In this book, philosopher and essayist Thierry Paquot, an expert on urban planning issues, paints a portrait of Rachel Carson. He recounts their journey and scientific discoveries, avoiding the teleological narrative that often frames biographical writing.

Rachel Carson faced many obstacles throughout her life, starting from her formative years. After several failed attempts, he chose to pursue a scientific career, more specifically in marine biology. It is a fine choice in the first half of the 20th centurye century, because this kind of work is not valuable for women. She eventually taught at the University of Maryland before becoming the second female assistant marine biologist hired by the Department of Agriculture’s Bureau of Fisheries.

The interdependence of life

Rachel Carson began writing short articles for mainstream science journals or magazines. He was quickly distinguished for the double quality of his texts: they have both great scholarly rigor and great literary quality. From articles to brochures, then to essays. His first works were published in 1937 Undersea, is the result. It recounts his journey to the bottom of the sea and marks the beginning of his career as a writer.

A global bias is visible in all her written works: Rachel Carson is convinced that everything is connected in nature, and man is an integral part of this totality. For him, the world consists of many interdependent elements. But this relationship is not static: it must be thought of in terms of evolution (this is Darwin’s legacy). In short, everything is connected, but nothing is fixed or fixed; everything is constantly shifting to reconfigure the temporal equilibria created by living things.

From here, the concern about the impact that human activity can bring to nature is evident. And Rachel Carson is up to date with the first signs of rising seas and oceans, which will change the balance of many coastlines.

The work of DDT and pesticides

Over the years, Rachel Carson’s interest in the environment grew and extended beyond the marine realm. The work that made him famous is the data he synthesized and the insecticidal properties he conducted on DDT, a chemical used to kill lice and mosquitoes during the war. .

After the war, the chemical industry sold this pesticide to civilians. But soon the administration’s reports mention mass deaths of insects, birds or fish in places where the product is spread. It was then that Rachel Carson took up the issue and published research highlighting the harmful effects of this product on the environment and the species affected. He ends by publishing his work on this problem Man’s war against nature.
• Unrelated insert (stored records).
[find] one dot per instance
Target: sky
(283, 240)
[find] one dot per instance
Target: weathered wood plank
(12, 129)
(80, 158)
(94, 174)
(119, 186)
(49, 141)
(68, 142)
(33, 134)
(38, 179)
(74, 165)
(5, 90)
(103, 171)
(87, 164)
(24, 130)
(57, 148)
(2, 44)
From the same point of view, he looks at another question, that of “fire ants,” a species of South American ant whose bite is fatal and destroys certain plants. To compensate for their harmful effects on plants, farmers are suggested to use chlorinated hydrocarbons to get rid of them. Ornithological societies are concerned about the disappearance of birds after the spread of these chemicals and are quick to mobilize. And here again, Rachel Carson investigates the connection between the use of these insecticides and the death of birds. He eventually publishes a work that is widely praised and circulated, but also widely attacked by the chemical industry. silent spring.

Rachel Carson’s analysis continues to resonate today in a context of new health and environmental scandals – think of the chlordecone that poisoned the soil of Guadeloupe and Martinique. From his struggles, we can keep the importance of considering environmental pollution with chemical products and their impact on living species (plants or animals, including humans) that contribute to the natural balance.